وَإِذْ قُلْتُمْ يَا مُوسَى لَنْ نَصْبِرَ عَلَى طَعَامٍ وَاحِدٍ فَادْعُ لَنَا رَبَّكَ يُخْرِجْ لَنَا مِمَّا تُنْبِتُ الأرْضُ مِنْ بَقْلِهَا وَقِثَّائِهَا وَفُومِهَا وَعَدَسِهَا وَبَصَلِهَا قَالَ أَتَسْتَبْدِلُونَ الَّذِي هُوَ أَدْنَى بِالَّذِي هُوَ خَيْرٌ اهْبِطُوا مِصْرًا فَإِنَّ لَكُمْ مَا سَأَلْتُمْ وَضُرِبَتْ عَلَيْهِمُ الذِّلَّةُ وَالْمَسْكَنَةُ وَبَاءُوا بِغَضَبٍ مِنَ اللَّهِ ذَلِكَ بِأَنَّهُمْ كَانُوا يَكْفُرُونَ بِآيَاتِ اللَّهِ وَيَقْتُلُونَ النَّبِيِّينَ بِغَيْرِ الْحَقِّ ذَلِكَ بِمَا عَصَوْا وَكَانُوا يَعْتَدُونَ
Dan (ingatlah), ketika kamu berkata: “Hai Musa, kami tidak bisa sabar (tahan) dengan satu macam makanan saja. Sebab itu mohonkanlah untuk kami kepada Tuhanmu, agar Dia mengeluarkan bagi kami dari apa yang ditumbuhkan bumi, yaitu sayur-mayurnya, ketimunnya, bawang putihnya, kacang adasnya, dan bawang merahnya”. Musa berkata: “Maukah kamu mengambil yang rendah sebagai pengganti yang lebih baik ? Pergilah kamu ke suatu kota, pasti kamu memperoleh apa yang kamu minta”. Lalu ditimpahkanlah kepada mereka nista dan kehinaan, serta mereka mendapat kemurkaan dari Allah. Hal itu (terjadi) karena mereka selalu mengingkari ayat-ayat Allah dan membunuh para Nabi yang memang tidak dibenarkan. Demikian itu (terjadi) karena mereka selalu berbuat durhaka dan melampaui batas. (QS 2:61)

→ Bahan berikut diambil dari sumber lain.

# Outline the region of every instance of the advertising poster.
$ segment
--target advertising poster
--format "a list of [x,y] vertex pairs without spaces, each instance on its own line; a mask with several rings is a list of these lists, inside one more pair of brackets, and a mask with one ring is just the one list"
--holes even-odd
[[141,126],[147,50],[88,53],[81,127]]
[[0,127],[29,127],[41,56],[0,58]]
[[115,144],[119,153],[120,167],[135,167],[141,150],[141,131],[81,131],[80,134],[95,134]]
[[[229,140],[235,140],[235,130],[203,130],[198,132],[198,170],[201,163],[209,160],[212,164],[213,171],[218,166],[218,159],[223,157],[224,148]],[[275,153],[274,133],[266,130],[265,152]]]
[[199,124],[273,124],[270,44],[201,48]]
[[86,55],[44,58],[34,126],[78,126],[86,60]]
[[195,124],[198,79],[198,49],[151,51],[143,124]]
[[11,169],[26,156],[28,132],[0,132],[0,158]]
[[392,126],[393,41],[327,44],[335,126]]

Sifat semacam itu bukanlah khas sifat Yahudi, melainkan sifat umum yang bercokol pada diri yang diperbudak nafsu. Oleh karena itu Allah mene-tapkan syariat shaum di bulan ramadhan sebagai bentuk ibadah dan tarbiyah untuk menata ketidakmenentuan dan menundukkan keliaran nafsu agar tampil lebih bersih nan indah dengan pakaian rahmat dari Allah sehingga lebih pantas untuk bersanding di sisi-Nya.
اَللهُ اَكْبَرُ x3 وَللهِ الْحَمْدُ
Hamba-hamba Allah yang beriman,
Ramadhan adalah bulan kesabaran; Shaum adalah ibadah untukKu, begitulah bunyi sebagian hadits, menjadikan jelas, bahwa seorang muslim yang berpuasa sedang melakukan puncak ritual ibadah. Mengapa dikatakan puncak ritual ibadah, karena ia adalah ibadah milik Allah, kebersamaan shaimin hanyalah dengan Allah SWT, tidak ada pihak yang terlibat dengannya, hanya Dia Allah dan hamba yang sedang berpuasa, sang hamba belajar untuk patuh dengan segala aturan mainnya, tanpa terpengaruh apakah ada orang lain yang melihat perbuatannya, melainkan sebagai rahasia antara diri dengan Rabbnya. Dalam kondisi begitu dapatlah dirasakan bahwa Allah lebih dekat kepadanya daripada aliran darahnya, lebih dekat daripada setiap hembusan nafasnya, lebih dekat dari pada urat lehernya, karena ia telah lebur atau fana di tengah-tengah kebesaran Rabbnya — sekalipun tetap sebagai seorang hamba.
Kalaulah di luar ramadhan makan dan minum itu secara bebas dilakukan menurut selera nafsu, maka di ibadah shaum ini kita diajarkan untuk mengikuti kehendak-Nya. Walaupun nafsu menginginkannya, tapi kita tetap konsisiten untuk tidak memperturutkannya. Hasilnya kita bisa mengalami bahwa dengan dasar ketaatan, manusia bisa lebih kuat dari yang tampak sebagaimana biasanya. Ia mampu mengendalikan dorongan syahwatnya sekaligus memacu semangatnya untuk sebanyak mungkin meraih kebajikan. Ma’siat yang dhahir dan bathin ditekan sedangkan amal shalih ditingkatkan. Hal ini nyata dilakukan oleh orang beriman yang memelihara puasanya. Maka:
قَدْ أَفْلَحَ مَنْ تَزَكَّى وَذَكَرَ اسْمَ رَبِّهِ فَصَلَّى
Sesungguhnya beruntunglah orang yang membersihkan diri, dan dia ingat dan sadar Asma Rabbnya, lalu dia menegakkan shalat sebagai tali hubung hamba dengan Penciptanya (QS 87: 14-15)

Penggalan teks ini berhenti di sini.